Some will have their incomes slashed while some others will only lose a few pounds per week, that may not sound too bad the report says, but they are a few pounds that they can not live without. Families who are already on the breadline will face losing their homes because of savage changes being driven through by the coalition partners, according to the paper.

The Sunday papers exclusive which it claims is calculated on detailed research gives details of a mother who has a disabled daughter and who will be left with just £40 a week for food and other essentials after her housing benefit is cut by over 50%. Another example shows a family of four who will lose almost £100 per week, leaving them below the poverty line.

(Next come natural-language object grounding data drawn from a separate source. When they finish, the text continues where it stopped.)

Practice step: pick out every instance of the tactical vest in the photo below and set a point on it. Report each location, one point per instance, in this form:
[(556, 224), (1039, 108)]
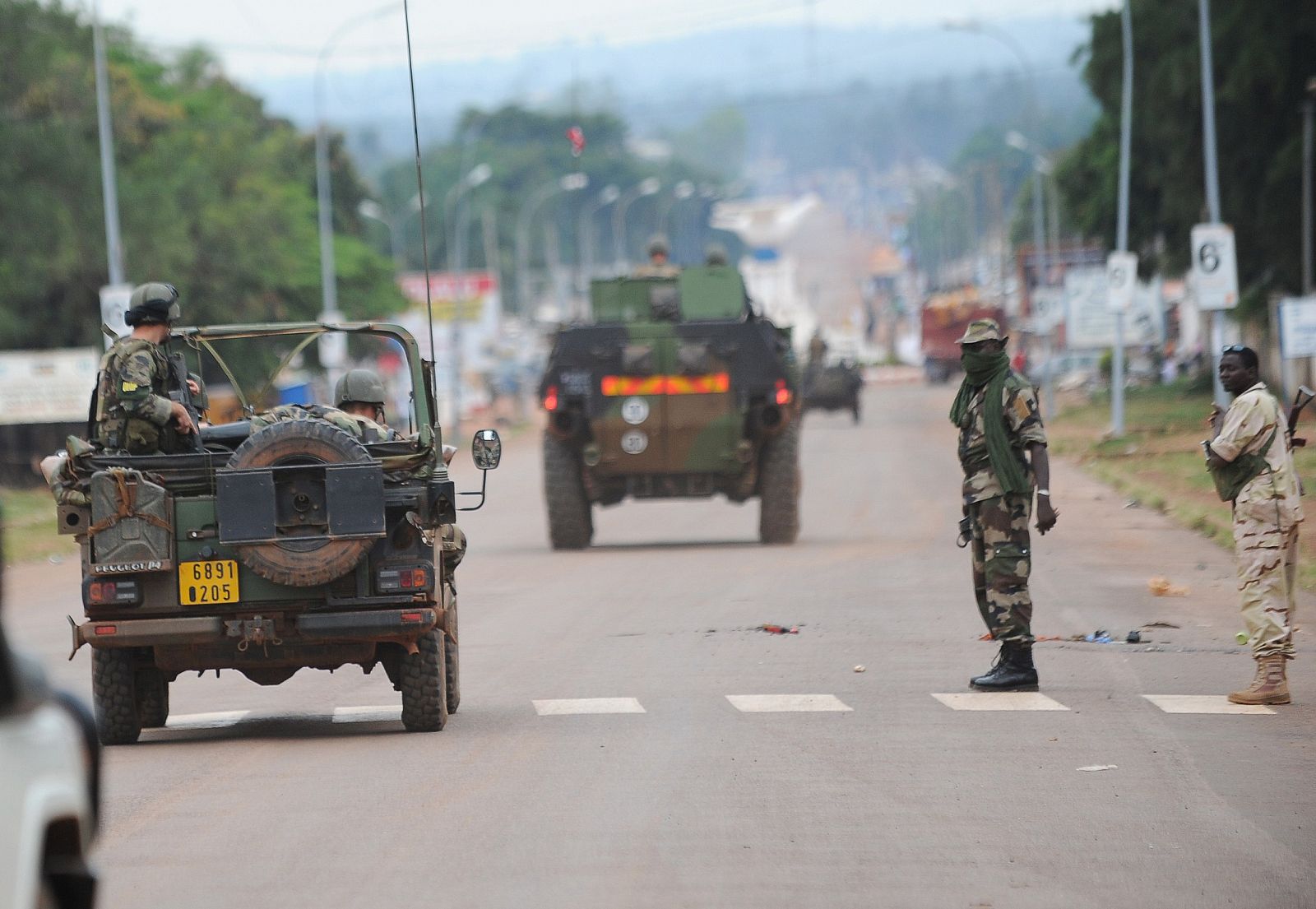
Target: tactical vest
[(116, 429)]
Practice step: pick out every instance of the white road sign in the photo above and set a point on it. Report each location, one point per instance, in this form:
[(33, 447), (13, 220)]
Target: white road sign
[(114, 305), (46, 386), (1298, 327), (1122, 278), (1215, 271)]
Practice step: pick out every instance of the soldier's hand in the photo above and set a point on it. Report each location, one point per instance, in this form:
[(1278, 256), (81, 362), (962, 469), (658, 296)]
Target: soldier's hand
[(182, 420), (1046, 515)]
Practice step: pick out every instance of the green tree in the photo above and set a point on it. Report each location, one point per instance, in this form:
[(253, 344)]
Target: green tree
[(1263, 53)]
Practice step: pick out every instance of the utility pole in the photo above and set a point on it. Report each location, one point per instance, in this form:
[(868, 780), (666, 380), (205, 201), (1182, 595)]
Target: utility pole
[(1122, 230), (1208, 154)]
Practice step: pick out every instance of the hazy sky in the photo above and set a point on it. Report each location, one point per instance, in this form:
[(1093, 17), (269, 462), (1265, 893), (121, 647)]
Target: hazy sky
[(262, 39)]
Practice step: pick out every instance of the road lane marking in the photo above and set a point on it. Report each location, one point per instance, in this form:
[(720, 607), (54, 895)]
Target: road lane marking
[(206, 720), (787, 703), (1204, 704), (565, 707), (368, 713), (999, 700)]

The findings are much different to those of the Prime Minister David Cameron who claims that it will not be necessary for anyone to lose their home. Campaigners strongly disagree saying it will effect over 900,000 households many of whom will have to leave the area they have lived in all their life.

Landlords with landlord insurance are tired of being portrayed as the bad boys in this argument and have already said they have no intention of reducing rents to help a tenant whose shelter is being compromised by Government cuts. What is for sure is that the welfare system shake up will see residential landlords with a big part to play in providing homes for millions of people in the UK.